The Wall Street Journal reported that Google’s expressions of concern about this potential merger have not been limited to blogosphere. The Journal says Google has made behind the scenes offers to help Yahoo resist the Microsoft’s bid, with those offers perhaps going as far as encouraging other companies to enter rival offers.
Google needs to be careful how it treads in this area, however, since its own dominant position in online search and advertising has not gone unnoticed by government regulators.
In its analysis of deal, Boston-based AMR Research identified the European Union, which “clearly hates Microsoft,” as the only potential wrench in the deal. “On the other hand,” AMR analysts wrote, “the EU is clearly concerned about Google’s growing influence, as the lengthy review of Google’s proposed acquisition of DoubleClick shows. Microsoft or Google: which one do European regulators fear more?”

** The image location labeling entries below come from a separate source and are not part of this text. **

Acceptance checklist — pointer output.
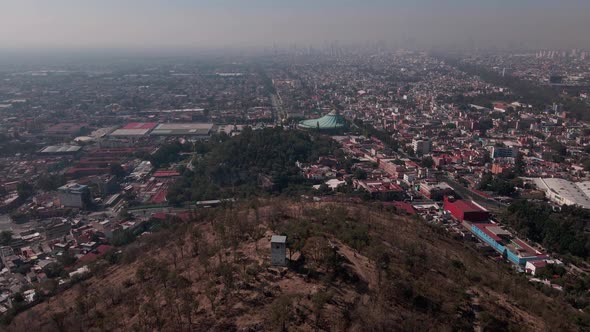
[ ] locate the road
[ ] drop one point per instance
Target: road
(489, 204)
(279, 113)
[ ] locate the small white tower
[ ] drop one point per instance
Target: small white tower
(278, 248)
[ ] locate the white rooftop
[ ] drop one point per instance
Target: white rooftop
(278, 239)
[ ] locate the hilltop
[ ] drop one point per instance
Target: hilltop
(354, 267)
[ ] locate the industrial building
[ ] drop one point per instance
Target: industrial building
(511, 248)
(422, 146)
(564, 192)
(436, 191)
(134, 129)
(504, 152)
(465, 210)
(60, 149)
(329, 122)
(74, 195)
(183, 129)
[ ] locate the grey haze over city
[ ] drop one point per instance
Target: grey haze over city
(181, 24)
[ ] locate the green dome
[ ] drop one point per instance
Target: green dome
(331, 120)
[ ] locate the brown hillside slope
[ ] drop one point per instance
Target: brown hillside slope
(364, 269)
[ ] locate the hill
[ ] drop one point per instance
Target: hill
(354, 268)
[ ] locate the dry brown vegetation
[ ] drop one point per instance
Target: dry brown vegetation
(358, 268)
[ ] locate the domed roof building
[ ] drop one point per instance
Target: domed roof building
(330, 121)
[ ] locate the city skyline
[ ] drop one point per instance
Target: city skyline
(181, 24)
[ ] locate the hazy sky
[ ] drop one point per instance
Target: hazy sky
(220, 23)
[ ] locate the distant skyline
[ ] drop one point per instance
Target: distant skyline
(199, 24)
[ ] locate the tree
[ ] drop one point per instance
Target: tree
(5, 238)
(360, 174)
(427, 162)
(117, 170)
(24, 190)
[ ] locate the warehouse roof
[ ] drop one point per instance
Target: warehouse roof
(200, 129)
(61, 149)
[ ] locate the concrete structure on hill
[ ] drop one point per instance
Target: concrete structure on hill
(511, 247)
(422, 146)
(329, 122)
(74, 195)
(278, 245)
(134, 129)
(465, 210)
(504, 152)
(564, 192)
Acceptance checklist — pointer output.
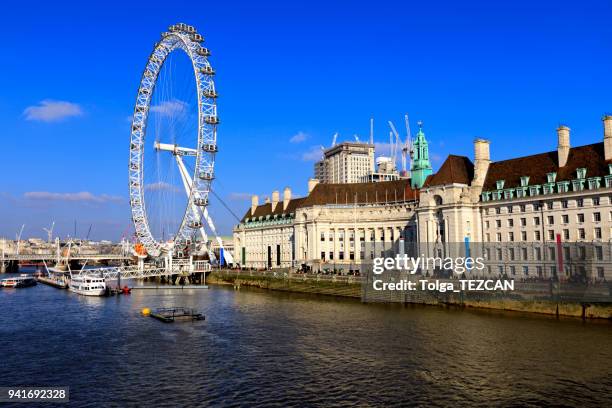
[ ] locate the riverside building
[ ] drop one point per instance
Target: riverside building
(346, 162)
(523, 215)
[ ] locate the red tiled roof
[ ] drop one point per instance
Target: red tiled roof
(456, 169)
(537, 166)
(360, 193)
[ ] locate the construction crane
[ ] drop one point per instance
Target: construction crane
(18, 236)
(49, 232)
(394, 144)
(407, 149)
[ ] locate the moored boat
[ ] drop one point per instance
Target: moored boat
(87, 285)
(22, 281)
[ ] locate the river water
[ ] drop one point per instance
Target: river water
(261, 348)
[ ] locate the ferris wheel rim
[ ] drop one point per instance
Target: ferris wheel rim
(185, 38)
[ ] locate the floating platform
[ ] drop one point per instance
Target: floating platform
(169, 315)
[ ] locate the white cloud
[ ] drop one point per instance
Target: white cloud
(52, 111)
(161, 186)
(240, 196)
(313, 154)
(170, 108)
(299, 137)
(83, 196)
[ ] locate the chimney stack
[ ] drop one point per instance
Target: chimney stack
(312, 184)
(563, 144)
(286, 198)
(275, 199)
(482, 159)
(607, 120)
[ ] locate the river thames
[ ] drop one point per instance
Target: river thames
(262, 348)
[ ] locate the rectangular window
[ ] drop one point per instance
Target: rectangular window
(597, 233)
(538, 253)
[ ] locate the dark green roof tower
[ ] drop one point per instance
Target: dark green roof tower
(420, 167)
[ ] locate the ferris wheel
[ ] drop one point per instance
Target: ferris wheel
(173, 144)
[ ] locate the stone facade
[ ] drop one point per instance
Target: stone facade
(523, 215)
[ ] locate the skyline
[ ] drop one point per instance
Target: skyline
(337, 69)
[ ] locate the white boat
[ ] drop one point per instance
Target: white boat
(22, 281)
(87, 285)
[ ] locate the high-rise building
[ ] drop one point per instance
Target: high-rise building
(347, 162)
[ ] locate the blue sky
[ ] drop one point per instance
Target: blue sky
(506, 71)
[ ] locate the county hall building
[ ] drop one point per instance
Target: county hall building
(519, 214)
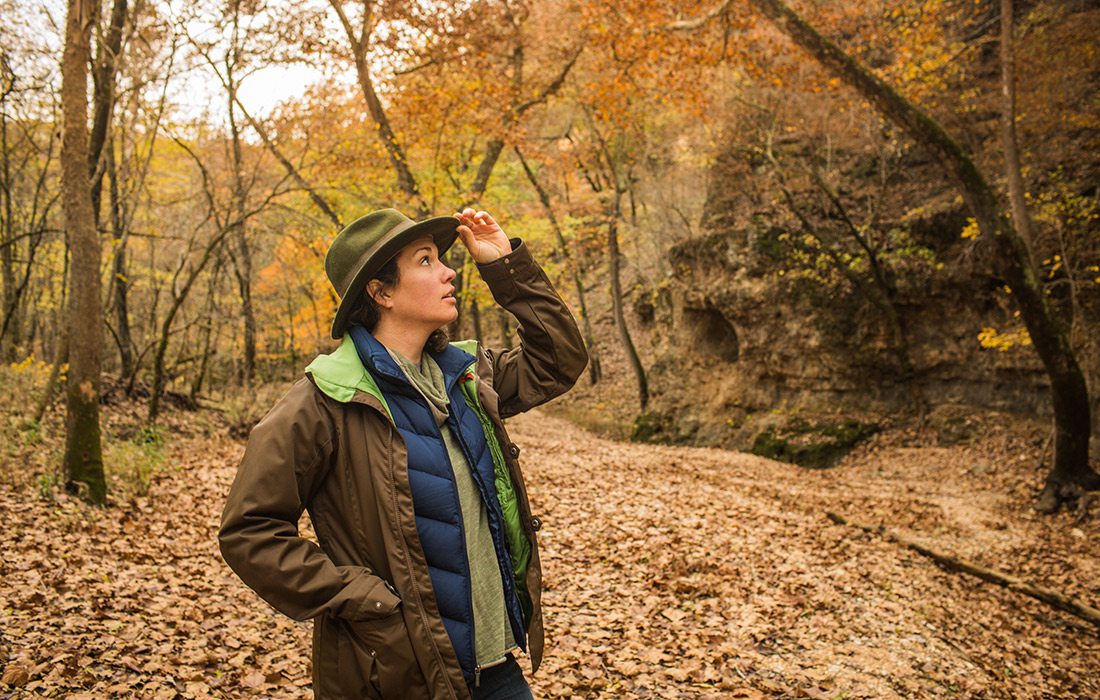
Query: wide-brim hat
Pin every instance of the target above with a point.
(367, 243)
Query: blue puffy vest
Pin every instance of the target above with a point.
(435, 493)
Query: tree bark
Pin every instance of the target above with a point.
(360, 44)
(1070, 473)
(1012, 170)
(103, 100)
(10, 334)
(83, 461)
(631, 352)
(242, 255)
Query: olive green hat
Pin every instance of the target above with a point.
(365, 244)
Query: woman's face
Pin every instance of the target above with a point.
(424, 295)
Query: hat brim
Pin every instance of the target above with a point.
(442, 229)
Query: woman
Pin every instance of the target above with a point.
(427, 577)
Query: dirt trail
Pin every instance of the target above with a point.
(670, 572)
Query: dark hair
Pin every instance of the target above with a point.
(366, 313)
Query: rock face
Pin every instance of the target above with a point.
(750, 358)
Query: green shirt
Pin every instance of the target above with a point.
(493, 636)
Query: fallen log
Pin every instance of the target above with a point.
(954, 564)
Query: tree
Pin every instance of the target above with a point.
(1070, 472)
(84, 461)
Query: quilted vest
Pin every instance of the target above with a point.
(435, 493)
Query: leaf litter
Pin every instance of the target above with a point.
(669, 572)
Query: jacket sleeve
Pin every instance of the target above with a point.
(551, 353)
(283, 463)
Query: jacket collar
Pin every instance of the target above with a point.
(341, 373)
(452, 360)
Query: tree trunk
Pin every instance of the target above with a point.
(242, 255)
(360, 43)
(177, 302)
(631, 353)
(84, 461)
(9, 338)
(103, 100)
(1070, 473)
(576, 266)
(1012, 171)
(120, 280)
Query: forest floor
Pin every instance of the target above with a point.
(670, 572)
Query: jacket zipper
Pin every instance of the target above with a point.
(408, 559)
(479, 668)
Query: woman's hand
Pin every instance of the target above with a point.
(482, 236)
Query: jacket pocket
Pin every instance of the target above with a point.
(340, 671)
(394, 671)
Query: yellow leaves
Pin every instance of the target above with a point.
(970, 231)
(992, 339)
(1054, 264)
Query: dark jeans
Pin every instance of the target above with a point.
(503, 681)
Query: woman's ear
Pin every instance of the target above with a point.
(377, 292)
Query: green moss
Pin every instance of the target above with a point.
(818, 446)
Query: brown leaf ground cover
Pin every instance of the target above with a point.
(670, 572)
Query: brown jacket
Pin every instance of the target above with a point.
(330, 447)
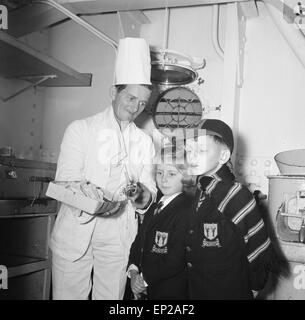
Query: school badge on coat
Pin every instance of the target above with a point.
(210, 232)
(160, 245)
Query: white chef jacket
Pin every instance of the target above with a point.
(96, 150)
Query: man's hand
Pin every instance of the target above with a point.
(141, 197)
(136, 282)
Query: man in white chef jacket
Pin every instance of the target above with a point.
(108, 150)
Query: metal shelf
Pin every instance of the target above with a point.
(21, 61)
(21, 265)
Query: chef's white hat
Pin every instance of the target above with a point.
(133, 62)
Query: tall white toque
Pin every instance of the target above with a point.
(133, 62)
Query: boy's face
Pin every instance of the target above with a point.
(203, 155)
(169, 179)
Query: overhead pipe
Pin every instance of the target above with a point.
(79, 21)
(294, 37)
(215, 31)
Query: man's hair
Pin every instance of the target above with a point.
(121, 87)
(220, 141)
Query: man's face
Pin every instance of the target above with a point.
(203, 155)
(169, 179)
(130, 102)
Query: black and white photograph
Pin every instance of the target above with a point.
(152, 150)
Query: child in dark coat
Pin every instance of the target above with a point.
(229, 253)
(157, 256)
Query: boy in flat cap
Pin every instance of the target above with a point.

Rajeena Brar with Paris-based Pierre Audoin Consultants says Google controls close to 90 percent of United Kingdom’s online advertising and/or search engine space. That figure is estimated to be roughly 75 percent worldwide.
But as Brar also said, the bid for Yahoo! provides great hope for Microsoft advocates. While Yahoo and Microsoft alone have not been a “real threat to Google,” Brar says, “The proposed acquisition will most definitely cause Google anxiety.”
That much is obvious from Google’s blog posts and its other reported actions. The two remaining questions are whether Yahoo shareholders and/or government regulators will allow the merger to be completed.
Microsoft, in what is an uncustomary position, is telling industry analysts that the deal would enhance competition—and benefit consumers—by forming “a strong No. 2 competitor” to Google.